Gähnende Leere auf den Zuschauerrängen, Live-Übertragungen im Netz, die niemand verfolgt, eine verlassene Pressetribüne: Noch nie war das Interesse am Südtiroler Landtag so gering wie heute – weil sich das Parlament vorwiegend mit sich selbst beschäftigt.

Von Matthias Kofler

Alles hat auch seine guten Seiten: Wer eine Sitzung des Südtiroler Landtags einmal hautnah miterleben will, braucht sich nicht darum zu sorgen, keinen Sitzplatz zu ergattern. Wenn nicht gerade der Landeshaushalt, die Sanitätsreform oder eine Vertrauensabstimmung des Landeshauptmanns auf der Tagesordnung stehen, sind im Landesparlament ausreichend leere Stühle vorzufinden.

Noch nie war die Politikmüdigkeit so groß und das Interesse am Landtag so gering wie heute. Das betrifft nicht nur das gemeine Volk – auch die Pressevertreter meiden die Räumlichkeiten am Magnago-Platz. „Der Landtag spielt keine Rolle mehr“, gibt die Freiheitliche Ulli Mair unumwunden zu. Auch der Grüne Hans Heiss findet die Situation bedauerlich: „Mit lobenden Ausnahmen – etwa Rai Südtirol oder der TAGESZEITUNG – ist die Presse bei den Sitzungen fast nie präsent.“

Eine Zahl, die das ganze Dilemma auf den Punkt bringt: Der Landtag bietet auf seine Internetpräsenz eine Live-Übertragung der Sitzungen an. Wie viele Zuschauer haben sich am Mittwoch Vormittag von Zuhause aus in den Landtag zugeschalten? Kein einziger. Ein Service für die Katz.
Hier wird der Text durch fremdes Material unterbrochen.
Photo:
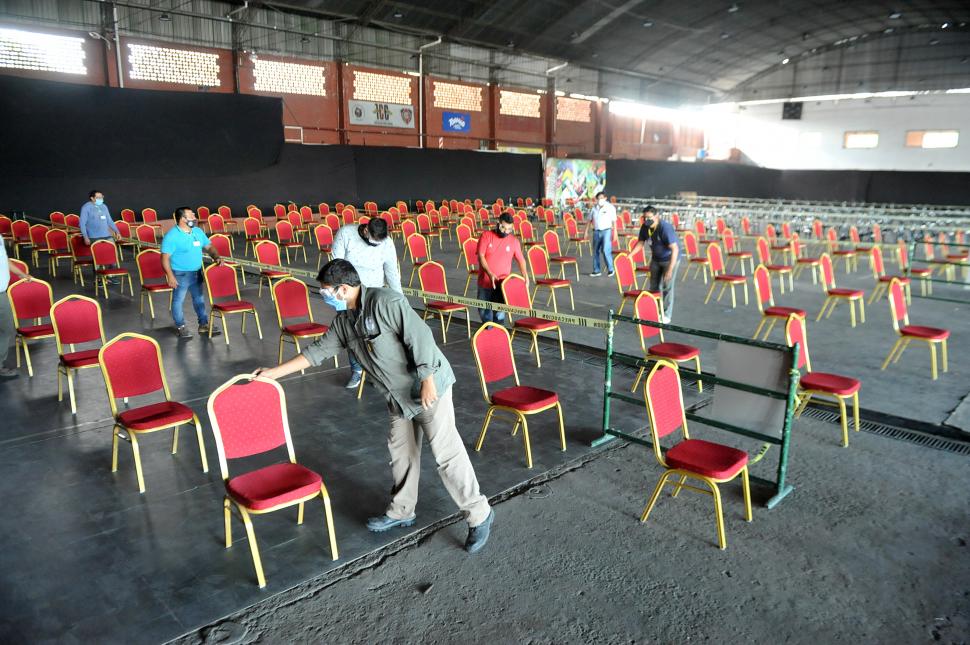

Ein Grund für das maue Interesse am Landesparlament: Der Landtag befasst sich viel zu oft mit sich selbst und den hauseigenen Problemen. Auch in dieser Woche wieder:

Die Grünen forderten in einem Beschlussantrag, die Sichtbarkeit der Landtagsarbeit zu stärken. Die Kommunikation des Landtags soll neu konzeptualisiert werden, indem die Internetkommunikation zugänglicher gemacht wird und die Informationen leichter auffindbar werden.

„BürgerInnen möchten wissen, wie die von ihnen Gewählten abgestimmt haben, welche Themen sie bearbeiten, wozu sie Stellung nehmen“, erklärte Brigitte Foppa. Der Landtag sei derzeit auch personell nicht für diese Anforderung gerüstet, der Internetauftritt sei eher für Profis nützlich als für das Publikum.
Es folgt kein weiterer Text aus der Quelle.